Same, the sources of training and testing data sets are from same organisms; Different, the sources of training and testing data sets are from different organisms.
Figure 1A toy network showing the calculation of network topological features. We consider node C (yellow node) as an example to show the calculation of the network topological features. The degree centrality (DC) of node C is 4 because it has 4 edges connecting with nodes A, B, D, and E. The betweenness centrality (BC) of node B is the number of times that node B acts as a bridge along the shortest paths between two other nodes.
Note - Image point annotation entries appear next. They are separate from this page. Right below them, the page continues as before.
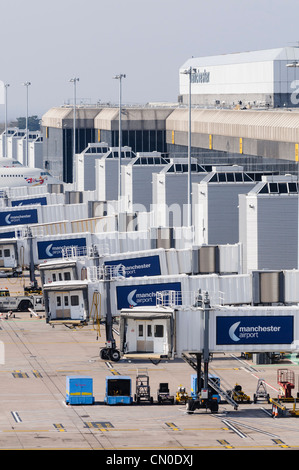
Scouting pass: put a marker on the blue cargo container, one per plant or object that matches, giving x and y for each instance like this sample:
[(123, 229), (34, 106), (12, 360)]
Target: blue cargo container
[(79, 390), (118, 390)]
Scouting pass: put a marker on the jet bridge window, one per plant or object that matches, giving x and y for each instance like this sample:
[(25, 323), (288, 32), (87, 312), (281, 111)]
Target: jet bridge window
[(74, 300), (159, 331)]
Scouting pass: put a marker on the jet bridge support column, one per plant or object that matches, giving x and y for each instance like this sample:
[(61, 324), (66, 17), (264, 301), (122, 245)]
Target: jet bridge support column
[(110, 351)]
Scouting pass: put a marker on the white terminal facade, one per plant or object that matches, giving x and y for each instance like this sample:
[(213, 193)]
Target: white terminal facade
[(255, 78)]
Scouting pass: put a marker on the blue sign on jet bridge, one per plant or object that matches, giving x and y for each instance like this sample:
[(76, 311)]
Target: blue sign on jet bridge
[(268, 329), (27, 202), (53, 248), (143, 294), (135, 267), (22, 217)]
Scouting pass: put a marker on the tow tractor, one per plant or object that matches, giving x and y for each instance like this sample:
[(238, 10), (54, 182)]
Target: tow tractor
[(238, 395), (20, 303), (208, 391), (143, 390), (181, 395)]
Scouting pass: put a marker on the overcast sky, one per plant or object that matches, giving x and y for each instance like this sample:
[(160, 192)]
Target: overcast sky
[(47, 43)]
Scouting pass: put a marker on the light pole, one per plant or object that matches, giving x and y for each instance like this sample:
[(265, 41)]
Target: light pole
[(74, 81), (119, 77), (26, 84), (189, 72), (6, 86)]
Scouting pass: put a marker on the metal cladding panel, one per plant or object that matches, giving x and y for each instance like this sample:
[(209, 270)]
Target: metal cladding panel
[(251, 245), (172, 262), (141, 188), (273, 125), (229, 78), (223, 213), (209, 283), (254, 329), (291, 292), (277, 232), (229, 258), (184, 261), (14, 216), (236, 289)]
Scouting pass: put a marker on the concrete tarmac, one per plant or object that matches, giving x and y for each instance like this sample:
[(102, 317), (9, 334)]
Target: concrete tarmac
[(34, 415)]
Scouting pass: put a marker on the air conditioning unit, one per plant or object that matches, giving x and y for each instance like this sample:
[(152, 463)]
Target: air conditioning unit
[(205, 260), (268, 287)]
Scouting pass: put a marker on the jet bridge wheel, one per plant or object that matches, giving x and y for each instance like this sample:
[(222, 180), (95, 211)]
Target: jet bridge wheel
[(114, 355), (104, 354), (25, 305)]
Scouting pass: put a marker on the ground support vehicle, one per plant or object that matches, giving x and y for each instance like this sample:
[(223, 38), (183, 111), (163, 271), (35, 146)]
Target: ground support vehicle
[(22, 303), (163, 394), (261, 393), (118, 390), (238, 395), (181, 395)]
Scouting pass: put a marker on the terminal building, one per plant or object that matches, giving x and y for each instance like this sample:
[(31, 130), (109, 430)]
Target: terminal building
[(244, 108), (258, 78)]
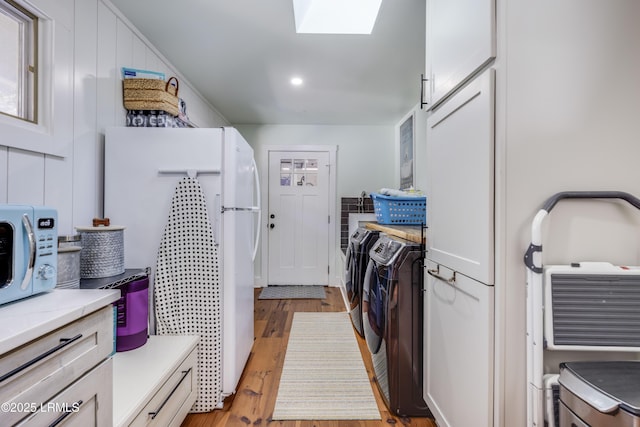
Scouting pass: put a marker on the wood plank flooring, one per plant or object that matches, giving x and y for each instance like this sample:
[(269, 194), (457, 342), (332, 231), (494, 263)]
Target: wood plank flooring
[(253, 404)]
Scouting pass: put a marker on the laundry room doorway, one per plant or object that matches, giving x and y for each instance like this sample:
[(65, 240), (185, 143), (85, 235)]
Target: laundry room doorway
[(300, 216)]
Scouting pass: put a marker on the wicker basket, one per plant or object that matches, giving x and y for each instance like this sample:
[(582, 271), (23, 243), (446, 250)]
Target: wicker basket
[(151, 94)]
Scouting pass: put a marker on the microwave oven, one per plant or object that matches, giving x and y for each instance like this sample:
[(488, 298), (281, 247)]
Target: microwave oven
[(28, 251)]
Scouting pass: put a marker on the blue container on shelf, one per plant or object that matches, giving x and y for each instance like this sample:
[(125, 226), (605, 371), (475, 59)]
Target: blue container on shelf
[(410, 210)]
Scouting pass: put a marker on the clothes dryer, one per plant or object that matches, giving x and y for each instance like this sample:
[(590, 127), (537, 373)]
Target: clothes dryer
[(392, 312), (360, 243)]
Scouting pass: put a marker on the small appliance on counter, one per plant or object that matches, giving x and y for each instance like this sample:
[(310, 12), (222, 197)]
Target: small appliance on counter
[(28, 251), (133, 314), (131, 309), (600, 394)]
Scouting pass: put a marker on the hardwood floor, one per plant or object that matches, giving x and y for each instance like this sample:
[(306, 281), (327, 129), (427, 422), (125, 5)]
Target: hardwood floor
[(253, 403)]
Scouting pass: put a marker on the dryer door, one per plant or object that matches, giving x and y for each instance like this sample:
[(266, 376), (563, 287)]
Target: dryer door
[(374, 305)]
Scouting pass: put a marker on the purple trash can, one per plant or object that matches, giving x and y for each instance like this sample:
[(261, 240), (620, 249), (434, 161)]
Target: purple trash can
[(133, 314)]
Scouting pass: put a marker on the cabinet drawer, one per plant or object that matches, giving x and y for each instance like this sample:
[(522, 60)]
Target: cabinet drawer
[(86, 403), (175, 396), (37, 371), (458, 341)]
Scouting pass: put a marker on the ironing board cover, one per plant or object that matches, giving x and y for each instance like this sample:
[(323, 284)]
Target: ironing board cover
[(187, 288)]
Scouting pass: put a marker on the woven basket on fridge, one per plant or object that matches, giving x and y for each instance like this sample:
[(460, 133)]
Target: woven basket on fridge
[(151, 94)]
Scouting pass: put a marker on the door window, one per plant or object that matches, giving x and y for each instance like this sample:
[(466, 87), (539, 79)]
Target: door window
[(298, 172)]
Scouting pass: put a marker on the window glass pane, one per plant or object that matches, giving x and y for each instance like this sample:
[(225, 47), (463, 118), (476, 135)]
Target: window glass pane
[(311, 179), (312, 164), (9, 66), (18, 50), (285, 165), (285, 179)]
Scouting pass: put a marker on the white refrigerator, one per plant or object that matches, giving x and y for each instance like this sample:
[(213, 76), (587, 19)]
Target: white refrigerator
[(141, 171)]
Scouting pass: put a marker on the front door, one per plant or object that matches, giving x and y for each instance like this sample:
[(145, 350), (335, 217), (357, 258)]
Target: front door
[(298, 218)]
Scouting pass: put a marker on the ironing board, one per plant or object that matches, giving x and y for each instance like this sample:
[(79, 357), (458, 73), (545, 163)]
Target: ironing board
[(187, 288)]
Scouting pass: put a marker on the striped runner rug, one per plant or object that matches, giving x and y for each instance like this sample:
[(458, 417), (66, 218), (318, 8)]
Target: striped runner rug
[(323, 376)]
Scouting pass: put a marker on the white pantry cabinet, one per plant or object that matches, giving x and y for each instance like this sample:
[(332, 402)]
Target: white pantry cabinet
[(460, 41), (156, 384), (460, 157), (459, 337)]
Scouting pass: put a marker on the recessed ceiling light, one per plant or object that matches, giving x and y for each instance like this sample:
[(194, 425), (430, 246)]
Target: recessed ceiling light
[(335, 16)]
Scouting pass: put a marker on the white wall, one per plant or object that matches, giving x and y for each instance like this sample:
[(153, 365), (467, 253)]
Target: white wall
[(567, 119), (61, 166)]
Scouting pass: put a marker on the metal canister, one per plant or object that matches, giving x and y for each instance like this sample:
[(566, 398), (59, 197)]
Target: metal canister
[(102, 253), (68, 262)]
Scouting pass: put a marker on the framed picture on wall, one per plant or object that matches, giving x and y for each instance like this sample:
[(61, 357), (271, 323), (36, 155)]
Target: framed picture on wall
[(406, 138)]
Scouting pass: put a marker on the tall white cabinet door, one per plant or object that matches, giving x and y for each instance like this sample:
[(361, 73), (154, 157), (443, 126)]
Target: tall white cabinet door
[(458, 327), (460, 157), (461, 39)]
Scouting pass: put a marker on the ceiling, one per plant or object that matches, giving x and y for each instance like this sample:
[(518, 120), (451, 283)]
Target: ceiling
[(241, 54)]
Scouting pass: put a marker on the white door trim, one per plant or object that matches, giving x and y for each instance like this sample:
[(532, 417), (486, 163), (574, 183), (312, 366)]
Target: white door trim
[(264, 190)]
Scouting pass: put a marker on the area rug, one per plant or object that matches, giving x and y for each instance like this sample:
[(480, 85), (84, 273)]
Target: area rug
[(293, 292), (323, 376)]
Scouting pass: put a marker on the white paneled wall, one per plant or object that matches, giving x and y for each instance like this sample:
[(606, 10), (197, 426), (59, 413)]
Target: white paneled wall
[(92, 42)]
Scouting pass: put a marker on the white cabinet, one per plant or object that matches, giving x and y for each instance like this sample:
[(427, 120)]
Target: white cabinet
[(458, 326), (460, 156), (86, 402), (460, 41), (156, 384), (55, 362)]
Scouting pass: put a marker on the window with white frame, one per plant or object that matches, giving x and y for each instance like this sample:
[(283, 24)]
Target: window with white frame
[(18, 67)]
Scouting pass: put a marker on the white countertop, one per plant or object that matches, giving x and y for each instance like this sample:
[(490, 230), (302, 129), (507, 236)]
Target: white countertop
[(138, 373), (25, 320)]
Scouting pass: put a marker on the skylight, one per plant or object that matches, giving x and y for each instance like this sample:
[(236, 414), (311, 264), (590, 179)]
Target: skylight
[(335, 16)]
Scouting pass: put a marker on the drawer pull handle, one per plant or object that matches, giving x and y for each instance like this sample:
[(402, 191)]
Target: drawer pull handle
[(63, 343), (166, 399), (436, 273), (75, 406)]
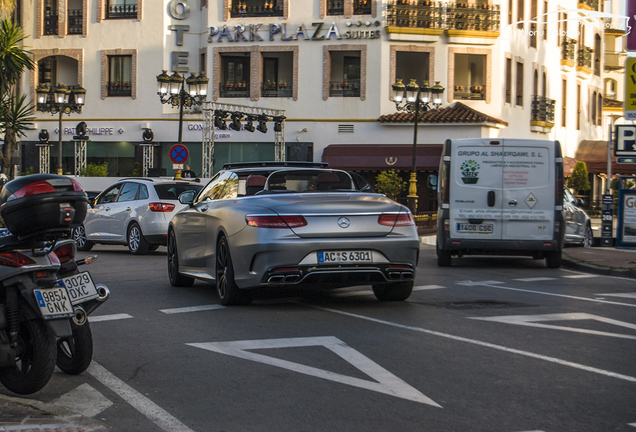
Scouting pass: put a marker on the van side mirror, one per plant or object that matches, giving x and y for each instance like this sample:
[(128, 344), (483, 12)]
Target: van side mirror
[(187, 197)]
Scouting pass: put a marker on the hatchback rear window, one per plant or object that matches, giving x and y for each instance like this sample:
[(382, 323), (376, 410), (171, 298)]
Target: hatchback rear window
[(172, 191)]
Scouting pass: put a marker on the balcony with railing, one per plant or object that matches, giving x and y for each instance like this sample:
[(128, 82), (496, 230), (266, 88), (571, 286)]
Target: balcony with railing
[(584, 63), (614, 61), (568, 53), (542, 114), (235, 89), (257, 8), (274, 89), (348, 88)]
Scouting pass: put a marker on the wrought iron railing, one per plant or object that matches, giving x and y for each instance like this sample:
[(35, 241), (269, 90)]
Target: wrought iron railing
[(429, 14), (264, 8), (542, 109), (584, 58), (75, 21), (349, 88), (568, 49)]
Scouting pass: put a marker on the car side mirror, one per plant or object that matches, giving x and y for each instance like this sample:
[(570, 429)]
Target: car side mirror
[(187, 197)]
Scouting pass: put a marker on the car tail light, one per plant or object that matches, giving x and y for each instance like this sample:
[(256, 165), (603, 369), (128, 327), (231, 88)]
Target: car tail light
[(276, 221), (65, 252), (161, 207), (402, 219), (15, 259)]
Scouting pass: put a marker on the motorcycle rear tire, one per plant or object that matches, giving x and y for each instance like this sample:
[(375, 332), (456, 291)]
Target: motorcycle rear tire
[(35, 359), (75, 354)]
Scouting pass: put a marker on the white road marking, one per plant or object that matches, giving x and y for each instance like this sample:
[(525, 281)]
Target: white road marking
[(114, 317), (532, 321), (370, 292), (191, 309), (485, 344), (624, 295), (84, 400), (152, 411), (387, 383), (535, 279), (494, 285)]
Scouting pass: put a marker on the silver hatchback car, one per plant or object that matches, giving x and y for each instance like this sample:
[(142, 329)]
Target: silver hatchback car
[(133, 212)]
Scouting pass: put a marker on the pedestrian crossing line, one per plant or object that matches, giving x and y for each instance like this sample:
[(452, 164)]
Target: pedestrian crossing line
[(538, 279), (191, 309), (113, 317)]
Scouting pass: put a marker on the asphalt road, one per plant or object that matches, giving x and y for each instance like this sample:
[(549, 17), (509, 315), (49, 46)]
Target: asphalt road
[(490, 344)]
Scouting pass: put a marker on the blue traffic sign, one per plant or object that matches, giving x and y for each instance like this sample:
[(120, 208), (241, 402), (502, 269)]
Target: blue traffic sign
[(178, 153)]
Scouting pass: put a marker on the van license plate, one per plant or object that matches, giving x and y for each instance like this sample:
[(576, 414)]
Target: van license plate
[(328, 257), (80, 287), (54, 303), (475, 228)]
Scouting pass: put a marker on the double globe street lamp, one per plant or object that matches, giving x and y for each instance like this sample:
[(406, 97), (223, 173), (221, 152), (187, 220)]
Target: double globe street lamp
[(413, 98), (63, 100)]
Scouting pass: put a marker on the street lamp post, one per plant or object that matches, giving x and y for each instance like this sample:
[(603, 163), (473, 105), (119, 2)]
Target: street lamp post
[(171, 90), (413, 98), (60, 100)]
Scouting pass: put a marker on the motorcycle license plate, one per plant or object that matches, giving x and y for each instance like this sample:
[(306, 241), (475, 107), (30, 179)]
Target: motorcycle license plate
[(328, 257), (80, 287), (54, 302)]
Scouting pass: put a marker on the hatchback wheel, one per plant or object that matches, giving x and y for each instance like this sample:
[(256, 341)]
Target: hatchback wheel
[(137, 244), (82, 243)]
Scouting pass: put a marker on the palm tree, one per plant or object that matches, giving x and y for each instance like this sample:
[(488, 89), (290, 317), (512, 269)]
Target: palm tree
[(15, 119), (15, 114)]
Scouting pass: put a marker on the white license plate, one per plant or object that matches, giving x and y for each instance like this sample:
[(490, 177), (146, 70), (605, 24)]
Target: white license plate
[(80, 287), (54, 302), (328, 257), (475, 228)]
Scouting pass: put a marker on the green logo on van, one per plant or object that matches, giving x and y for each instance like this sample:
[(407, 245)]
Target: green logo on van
[(470, 171)]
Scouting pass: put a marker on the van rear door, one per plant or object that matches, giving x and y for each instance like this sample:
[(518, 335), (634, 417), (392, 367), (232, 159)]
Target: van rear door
[(528, 189), (476, 182)]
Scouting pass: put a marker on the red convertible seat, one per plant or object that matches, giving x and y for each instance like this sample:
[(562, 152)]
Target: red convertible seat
[(254, 184)]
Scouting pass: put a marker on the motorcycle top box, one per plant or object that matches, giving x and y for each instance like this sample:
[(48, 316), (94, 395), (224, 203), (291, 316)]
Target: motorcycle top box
[(41, 203)]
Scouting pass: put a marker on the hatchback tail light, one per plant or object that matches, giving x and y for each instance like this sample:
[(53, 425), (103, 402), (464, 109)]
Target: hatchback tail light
[(161, 207), (15, 259), (276, 221), (401, 219)]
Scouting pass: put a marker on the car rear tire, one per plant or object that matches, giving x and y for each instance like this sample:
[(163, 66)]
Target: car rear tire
[(397, 291), (176, 278), (82, 243), (443, 258), (553, 259), (588, 241), (137, 244), (226, 289)]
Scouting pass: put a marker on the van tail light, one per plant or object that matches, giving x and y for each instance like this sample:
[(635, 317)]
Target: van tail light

There are six shortest paths between all other pair of nodes (ACD, ACE, AB, BCD, BCE, DE) of which node C acts a bridge 4 times. Then, BC of node C is 4/6 = 0.66. The closeness centrality (CC) of node C is the reciprocal of the average distance from node C to other nodes. Therefore, CC of node C is 1. The clustering coefficient (CCo) of node C is calculated as the proportion of actual connections among its neighbors (A, B, D, and E) that is, in this case, 2, and the number of all possible connections among its neighbors (in this case, 6). Therefore, CCo of node C is 2/6 = 0.33.